I don't get why any American not in the a1% would be against Universal Healthcare since every other first world nation has it and so do some third world nations.
Why do you like a system where a private ambulance can refuse to transport you to the hospital unless you pay first.
Why do you think it's fine for insulin which costs $5 to make to be sold for $500?
Why do you think it's fair for a person to have an illness and need treatment and you go from being charged $1000 a month with a $200 copay to a surprise $20K charge and a $4K copay and then next month calling and being told that they can't tell you how much it will cost ahead of time
And why do you fight so hard and protect billionaires to keep getting richer while many are one paycheck away or one fire or tornado away from being homeless? or going bankrupt from a medical bill or not being able to pay for treatment and end up dead.

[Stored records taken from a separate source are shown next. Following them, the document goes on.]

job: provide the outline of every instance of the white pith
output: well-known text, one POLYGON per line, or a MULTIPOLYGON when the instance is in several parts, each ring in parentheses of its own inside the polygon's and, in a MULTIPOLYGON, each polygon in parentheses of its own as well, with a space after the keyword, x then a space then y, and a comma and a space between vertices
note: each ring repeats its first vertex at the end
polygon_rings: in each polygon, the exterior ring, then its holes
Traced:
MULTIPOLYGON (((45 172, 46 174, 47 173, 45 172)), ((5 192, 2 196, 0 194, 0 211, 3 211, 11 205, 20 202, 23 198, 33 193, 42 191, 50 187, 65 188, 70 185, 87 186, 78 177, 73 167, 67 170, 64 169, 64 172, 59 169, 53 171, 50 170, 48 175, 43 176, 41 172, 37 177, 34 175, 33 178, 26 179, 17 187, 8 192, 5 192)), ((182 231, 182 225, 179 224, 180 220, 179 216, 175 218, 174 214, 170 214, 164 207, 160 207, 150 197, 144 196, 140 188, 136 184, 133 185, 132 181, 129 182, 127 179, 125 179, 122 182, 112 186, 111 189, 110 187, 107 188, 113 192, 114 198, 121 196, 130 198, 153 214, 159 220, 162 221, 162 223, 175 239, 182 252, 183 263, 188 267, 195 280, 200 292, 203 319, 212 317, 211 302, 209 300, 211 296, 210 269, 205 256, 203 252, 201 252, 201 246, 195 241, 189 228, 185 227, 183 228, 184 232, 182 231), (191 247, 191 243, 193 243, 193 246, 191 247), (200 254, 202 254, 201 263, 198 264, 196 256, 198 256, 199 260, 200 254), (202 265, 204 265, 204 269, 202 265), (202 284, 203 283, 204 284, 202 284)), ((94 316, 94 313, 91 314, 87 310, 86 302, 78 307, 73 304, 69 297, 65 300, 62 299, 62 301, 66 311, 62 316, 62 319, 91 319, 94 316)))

We (Americans) have fallen for the lie that universal healthcare will be more expensive than the way things are now, even though universal healthcare would remove the profiteers that cause healthcare to be so expensive in the first place. We are our own worst enemies because we listen to the unnecessary middlemen.
Last edited by Summer'sBreeze; 10-31-2019 at 10:28 AM..
OP, you won't make any inroads here because most of the U.S. is brainwashed by their perceived "superiority".
I agree with all your points, and the whole thing is only getting worse. Because the U.S. health plan is entrenched in "for profit" layers, it will never change. There is too much money involved and too many layers of profit being made. Though UHC is a right in almost every other country, it will never happen in the U.S.
Where I live, the poorest people get health care. No one has to worry about it, no one is bankrupted. Our plan is $80 a month for us both, with no co-pays, no deductibles, no absurd "network".
The U.S. is becoming (or already is) an oligarchy and voters continually vote against their own best interests.
The brainwashing has been very successful. Americans don't even want to HEAR about what the rest of the world does successfully. Hands over ears: "Lalalalala".
Yes, there are free-loaders everywhere, but that is a separate issue and not associated with health care. Lack of jobs and opportunities is a whole other issue that is being ignored also.
Gov't workers are among the few with secure jobs and health care and pensions, so they are fine with the status quo. After all, "why can't everyone be a gov't worker"? Who needs janitors or their ilk? That strata of society doesn't "need" health care, a living wage or retirement!
Sand&Salt explains the situation very well.